Uma semana se passou, e Draco e Neville ensinaram alguns truques básicos de magia para Dominique, que aprendia tudo maravilhada. Quando conseguiu executar um Vingardium Leviosa pela primeira vez, ficou feliz por dois dias, e Draco e Neville quase não conseguiram ensinar mais nada.

Mas Lizbeth chegou a conclusão que eles precisavam partir para a Inglaterra imediatamente. Draco se irritava profundamente com aquela mulher metida e enxerida, mas Neville sempre dizia que ela tinha razão. Por fim, acabaram resolvendo ir para a Inglaterra de carona e do jeito que conseguissem. Considerando que eles estavam na Cidade do Cabo, África do Sul, a viagem demoraria muito tempo, mas eles estavam dispostos a tentar. Além do mais, dissera Neville, poderiam ir ensinando cada vez mais à Dominique.
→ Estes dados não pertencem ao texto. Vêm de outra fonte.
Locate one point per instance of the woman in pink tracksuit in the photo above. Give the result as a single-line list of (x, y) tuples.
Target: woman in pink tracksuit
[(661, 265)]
Eles resolveram partir num domingo. Draco e Neville pediram demissão do zoológico, e receberam o salário que era justo pelos dias de trabalho. Dominique e Lizbeth também se desligaram do grupo de senhoras, e juntaram todas as suas economias. Teresa Campbell e Gertrude Fisher, do grupo, ajudaram com um pouco de dinheiro, mas não era muito. E assim, numa segunda-feira de manhã, eles partiram na garupa de um caminhão que estava indo para Moçambique.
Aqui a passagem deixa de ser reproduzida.